La Chambre d'Adrien

Gabriel Agreste est assis à son bureau, pensif. Son portable sonne, c'est Nathalie.

- Monsieur, je suis désolée de vous dire que Adrien est entré au collège avant qu'on ne le rattrape.

- Je vois.

- Voulez-vous qu'on parle au proviseur ?

- Non, vous pouvez rentrer.

- Bien monsieur.

Gabriel raccroche et sort de son bureau. Il se dirige vers la chambre de son fils. Au moment d'ouvrir la porte il hésite, cela fait longtemps qu'il évite de regarder l'intérieur de cette pièce. Gabriel se décide à entrer. La chambre est aussi sinistre que dans son souvenir, peut-être plus. Est-ce que c'est lui ou les gribouillages sur les murs sont plus nombreux ?
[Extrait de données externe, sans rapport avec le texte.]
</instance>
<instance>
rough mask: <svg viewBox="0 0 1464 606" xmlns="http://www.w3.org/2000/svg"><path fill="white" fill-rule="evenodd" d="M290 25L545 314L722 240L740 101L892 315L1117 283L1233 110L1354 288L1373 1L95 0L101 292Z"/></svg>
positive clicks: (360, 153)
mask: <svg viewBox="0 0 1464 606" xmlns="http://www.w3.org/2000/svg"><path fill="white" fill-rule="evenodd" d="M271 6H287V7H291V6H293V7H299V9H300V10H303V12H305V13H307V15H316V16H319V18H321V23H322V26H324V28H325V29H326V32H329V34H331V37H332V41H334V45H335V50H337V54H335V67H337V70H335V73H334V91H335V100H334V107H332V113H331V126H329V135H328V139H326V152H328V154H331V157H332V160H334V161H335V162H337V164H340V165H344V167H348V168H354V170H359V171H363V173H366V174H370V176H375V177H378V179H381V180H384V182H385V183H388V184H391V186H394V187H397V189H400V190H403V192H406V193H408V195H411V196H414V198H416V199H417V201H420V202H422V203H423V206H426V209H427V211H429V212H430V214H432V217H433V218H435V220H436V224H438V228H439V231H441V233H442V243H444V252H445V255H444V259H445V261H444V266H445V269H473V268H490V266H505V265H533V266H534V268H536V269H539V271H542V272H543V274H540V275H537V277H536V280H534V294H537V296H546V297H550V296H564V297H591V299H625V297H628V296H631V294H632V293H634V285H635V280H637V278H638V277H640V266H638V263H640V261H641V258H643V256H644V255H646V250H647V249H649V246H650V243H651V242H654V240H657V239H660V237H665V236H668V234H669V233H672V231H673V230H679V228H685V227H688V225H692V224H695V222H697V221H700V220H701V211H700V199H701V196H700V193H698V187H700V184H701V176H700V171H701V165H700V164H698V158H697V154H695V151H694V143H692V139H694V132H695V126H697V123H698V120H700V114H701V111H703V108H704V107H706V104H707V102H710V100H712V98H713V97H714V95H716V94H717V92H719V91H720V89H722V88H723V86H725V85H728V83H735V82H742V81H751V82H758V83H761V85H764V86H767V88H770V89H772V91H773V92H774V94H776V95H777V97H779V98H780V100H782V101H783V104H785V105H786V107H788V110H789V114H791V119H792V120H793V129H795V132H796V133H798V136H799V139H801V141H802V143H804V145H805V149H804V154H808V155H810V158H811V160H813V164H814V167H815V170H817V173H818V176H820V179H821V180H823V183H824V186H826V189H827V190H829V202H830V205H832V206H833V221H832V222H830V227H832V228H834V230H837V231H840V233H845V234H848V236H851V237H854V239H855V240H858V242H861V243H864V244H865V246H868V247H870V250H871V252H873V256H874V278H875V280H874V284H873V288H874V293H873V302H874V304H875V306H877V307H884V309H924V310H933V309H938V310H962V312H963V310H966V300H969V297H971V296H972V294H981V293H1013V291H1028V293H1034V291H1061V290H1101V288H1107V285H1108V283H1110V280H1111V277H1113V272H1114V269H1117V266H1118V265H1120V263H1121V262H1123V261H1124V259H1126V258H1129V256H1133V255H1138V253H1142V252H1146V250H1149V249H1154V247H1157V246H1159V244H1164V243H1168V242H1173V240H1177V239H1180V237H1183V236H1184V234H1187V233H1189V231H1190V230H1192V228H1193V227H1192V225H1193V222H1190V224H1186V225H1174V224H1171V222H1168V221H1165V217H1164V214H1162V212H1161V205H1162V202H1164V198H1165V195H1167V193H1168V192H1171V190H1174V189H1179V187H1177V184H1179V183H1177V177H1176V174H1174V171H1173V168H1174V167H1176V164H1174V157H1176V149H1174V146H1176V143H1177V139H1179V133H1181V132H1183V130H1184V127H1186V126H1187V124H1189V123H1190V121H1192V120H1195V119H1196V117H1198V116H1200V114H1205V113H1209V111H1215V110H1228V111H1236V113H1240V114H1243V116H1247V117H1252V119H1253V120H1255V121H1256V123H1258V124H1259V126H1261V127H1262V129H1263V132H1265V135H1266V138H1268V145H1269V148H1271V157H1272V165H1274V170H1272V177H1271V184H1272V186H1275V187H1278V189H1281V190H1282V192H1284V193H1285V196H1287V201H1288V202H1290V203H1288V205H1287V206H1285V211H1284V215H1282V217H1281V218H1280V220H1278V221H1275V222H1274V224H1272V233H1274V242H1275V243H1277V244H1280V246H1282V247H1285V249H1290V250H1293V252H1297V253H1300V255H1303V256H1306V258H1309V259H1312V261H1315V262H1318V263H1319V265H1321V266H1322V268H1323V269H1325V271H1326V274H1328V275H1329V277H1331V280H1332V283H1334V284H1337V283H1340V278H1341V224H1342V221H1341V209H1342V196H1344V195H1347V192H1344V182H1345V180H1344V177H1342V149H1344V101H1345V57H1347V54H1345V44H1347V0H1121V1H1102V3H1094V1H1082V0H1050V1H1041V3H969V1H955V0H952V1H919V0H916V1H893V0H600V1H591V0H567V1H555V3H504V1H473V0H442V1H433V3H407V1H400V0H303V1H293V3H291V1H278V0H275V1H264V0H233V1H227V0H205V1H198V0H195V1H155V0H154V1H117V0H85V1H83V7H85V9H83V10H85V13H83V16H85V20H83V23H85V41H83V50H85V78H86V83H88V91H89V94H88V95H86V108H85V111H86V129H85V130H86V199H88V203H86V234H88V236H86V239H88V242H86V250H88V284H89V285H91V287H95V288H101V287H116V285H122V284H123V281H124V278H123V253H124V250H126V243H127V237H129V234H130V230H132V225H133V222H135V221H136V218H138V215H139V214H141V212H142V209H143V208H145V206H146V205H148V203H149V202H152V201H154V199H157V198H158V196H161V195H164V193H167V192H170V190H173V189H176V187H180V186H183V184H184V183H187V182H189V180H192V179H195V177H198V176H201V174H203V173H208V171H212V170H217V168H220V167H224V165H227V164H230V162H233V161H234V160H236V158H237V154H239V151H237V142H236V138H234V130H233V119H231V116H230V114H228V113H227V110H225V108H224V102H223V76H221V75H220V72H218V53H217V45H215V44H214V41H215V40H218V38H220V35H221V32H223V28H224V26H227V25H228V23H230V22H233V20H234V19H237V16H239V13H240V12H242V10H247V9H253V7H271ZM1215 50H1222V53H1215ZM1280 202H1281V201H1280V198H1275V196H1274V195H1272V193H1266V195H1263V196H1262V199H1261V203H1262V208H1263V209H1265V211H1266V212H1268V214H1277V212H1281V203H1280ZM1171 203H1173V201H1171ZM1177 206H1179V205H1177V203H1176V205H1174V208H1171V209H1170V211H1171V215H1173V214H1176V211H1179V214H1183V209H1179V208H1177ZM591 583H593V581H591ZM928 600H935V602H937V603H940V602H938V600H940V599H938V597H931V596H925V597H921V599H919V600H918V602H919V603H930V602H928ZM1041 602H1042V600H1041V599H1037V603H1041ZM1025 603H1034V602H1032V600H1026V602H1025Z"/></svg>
Ça avait commencé après la mort d'Émilie, Adrien écrivait sur un mur de sa chambre avec un marqueur indélébile, il y avait aussi des dessins. Quand Gabriel s'en était aperçu il était furieux mais aussi effrayé. « C'EST TA FAUTE ! », « NAZE ! », « CRÈVE ! », « DÉBILE ! », plein de messages d'insultes près de son lit, dirigés contre lui-même. Les dessins représentaient Adrien mais mort, pendu, poignardé, … et l'adolescent était sur son ordinateur, en train de faire une partie d'un jeu de combat, comme si tout était normal. Il s'était adressé à lui :

- Adrien, ces messages sur le mur, pourquoi as-tu fait ça ?

- De quoi tu parles ?

- Tu sais bien enfin, regardes moi ça ! La femme de ménage ne va pas être ravie !

- Je ne vois rien.

Il avait beau insister, Adrien refusait de reconnaître qu'il y avait des dessins sur son mur. Gabriel avait laissé tomber, Adrien pouvait faire ce qu'il voulait de sa chambre après tout, et s'il ne voulait pas lui en parler qu'est-ce qu'il pouvait faire ? C'était une erreur. Les marques se multipliaient et Adrien faisait encore l'innocent. Non, en fait il ne les voyait vraiment pas, Gabriel l'avait compris. Mais ça allait passer non ? C'était peut-être juste une phase, une crise d'adolescence ? Nathalie lui avait mentionné qu'une visite chez un psychologue était peut-être nécessaire, mais Gabriel avait refusé. Adrien n'était pas fou ! Il se comportait bien, il travaillait sérieusement comme mannequin et était bon dans ses études.

Maintenant, il s'était enfui pour aller à l'école. Un caprice étrange pour un garçon de son âge, mais en regardant sa chambre vide et couverte de feutre noir, Gabriel se dit que peut-être Adrien devrait sortir plus souvent, une minute dans cette pièce suffisait à le mettre mal à l'aise. Et c'était pareil avec son fils ? Qui sait si aller dans une école publique où il serait meilleur que tous les autres élèves n'aiderait pas Adrien à avoir plus d'estime de soi ? Mais Gabriel avait quelque chose de plus efficace pour l'aider, épinglé derrière sa cravate. Avec l'ultime pouvoir, il pourrait sauver Adrien de ce qui le tourmente.